Прошлое, прошлое бродило перед глазами… Красная косынка была, и над ней прозрачный серп месяца; сизая Обь была в сполохах солнца, тайный, сужающий горло шарк платья был и гулкий, как пустота, выстрел; глядел в глаза зрачок нагана; поведя плечами, пела цыганка, и взлизывались к сытому небу зыбкие языки костра… Эх, было, все было!

– Гранька, Гранька! – обливаясь тоской, сказал Анискин. – Чего ты за Митрия пошла, если тебя Гришка Кустов в тальниках распял?…

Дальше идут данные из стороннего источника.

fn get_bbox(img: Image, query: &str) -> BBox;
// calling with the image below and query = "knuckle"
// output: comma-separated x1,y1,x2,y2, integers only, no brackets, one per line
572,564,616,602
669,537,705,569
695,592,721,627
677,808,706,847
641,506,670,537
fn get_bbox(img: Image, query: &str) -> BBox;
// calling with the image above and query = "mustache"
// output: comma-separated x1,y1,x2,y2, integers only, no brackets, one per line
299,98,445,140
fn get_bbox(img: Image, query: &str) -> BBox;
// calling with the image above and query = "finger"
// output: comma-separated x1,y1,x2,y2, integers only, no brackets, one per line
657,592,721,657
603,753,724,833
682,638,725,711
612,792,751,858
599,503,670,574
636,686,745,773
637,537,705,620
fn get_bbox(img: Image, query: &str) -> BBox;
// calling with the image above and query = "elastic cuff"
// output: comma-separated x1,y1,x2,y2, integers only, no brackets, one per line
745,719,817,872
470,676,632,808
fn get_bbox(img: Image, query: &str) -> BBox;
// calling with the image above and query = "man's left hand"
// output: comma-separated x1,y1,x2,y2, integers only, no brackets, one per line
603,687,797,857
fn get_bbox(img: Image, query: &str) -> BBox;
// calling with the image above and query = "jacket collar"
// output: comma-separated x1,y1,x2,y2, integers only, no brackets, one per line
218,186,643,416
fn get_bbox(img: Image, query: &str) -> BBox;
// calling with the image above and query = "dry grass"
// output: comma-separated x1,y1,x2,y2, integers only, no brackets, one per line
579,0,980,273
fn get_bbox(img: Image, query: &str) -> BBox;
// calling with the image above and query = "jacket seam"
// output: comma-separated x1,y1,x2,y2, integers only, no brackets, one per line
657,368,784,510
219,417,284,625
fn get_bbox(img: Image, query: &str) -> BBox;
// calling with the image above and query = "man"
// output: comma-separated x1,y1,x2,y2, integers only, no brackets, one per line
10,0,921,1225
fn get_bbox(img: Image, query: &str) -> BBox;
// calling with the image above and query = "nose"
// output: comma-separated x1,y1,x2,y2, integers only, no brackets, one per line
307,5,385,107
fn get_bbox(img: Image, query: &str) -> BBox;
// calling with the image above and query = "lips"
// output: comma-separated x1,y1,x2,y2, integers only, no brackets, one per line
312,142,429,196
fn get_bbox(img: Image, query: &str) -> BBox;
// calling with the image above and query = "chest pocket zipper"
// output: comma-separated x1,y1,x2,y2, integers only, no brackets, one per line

– Гад! – сказала Аграфена, быстро глянув на Анискина. – Паразит! – Потом она сжалась, втянула голову в плечи. – Не гляди, не гляди! – шелестящим шепотом попросила Аграфена. – Не гляди, ворог!

Бабьим чутьем проникла она в самую середочку Анискина, в звериную его тоску, в длинные думы о смерти, в бессонные ночи, когда лают собаки и над застывшей рекой висит первобытный, холодный, как лезвие секиры палача, месяц; поняла Аграфена, как сжимается под звездчатым шрамом на коже большое и усталое сердце Анискина.

– Гад! Гад! Гад! – таким тоном, словно осеняла себя крестным знамением, повторила Аграфена и отодвинулась от Анискина. – Гад! Гад!

Аграфена сидела маленькая и худая, глядела в землю цыганскими черными глазами. Каменным, серым казалось ее продубленное ветрами лицо, стыл в одиночестве горбоватый по-нездешнему нос, зыбился восточный рисунок бровей. Она не шевелилась, но повалился медленно с плеч и упал на землю платок.

– Почему я за Митрия пошла? – переспросила Аграфена. – Почему я за него пошла?…

Подняв голову, она посмотрела в даль дальнюю, за излучину Оби и синие кедрачи; на прозрачный месяц, который третий день выходил на небо при солнце, блеклый, как подтаявшая льдинка.

– А вот почему пошла я за Митрия! – хрипло сказала она. – Лучше его мужика на свете нет! Да будь Митрий еще пуще гад, я за одну ночь с ним жизнь отдам.

Аграфена легко поднялась с лавочки, цыганисто повела плечом, усмехнулась спекшимися от жары губами.

– Ты этого, Анискин, не поймешь, не дадено тебе!

И опять не шелохнулся, не изменился Анискин. Посмотрел туда же, куда глядела Аграфена, – на синюю пропасть и снеговые облака в ней, – посмотрел и подумал: «Ну, разве что можно понять в жизни? Ничего не поймешь в ней, в этой жизни!»

– Оно, может, и не дадено, но в ум беру, – негромко сказал он. – Я к тебе, Граня, всегда уважение имел… Однако я за тобой в дом пойду. Мне закон сполнять надо. За лося я с Митрия на полную катушку спрошу. Ты сердца на меня не держи, Граня, если все начнут лосей бить, пропала тайга!

Облака плыли на север, к холодному морю; солнце, прильнув к позолотевшим кедрачам, растопыривало лучи, как жук-плавунец растопыривает на воде ноги.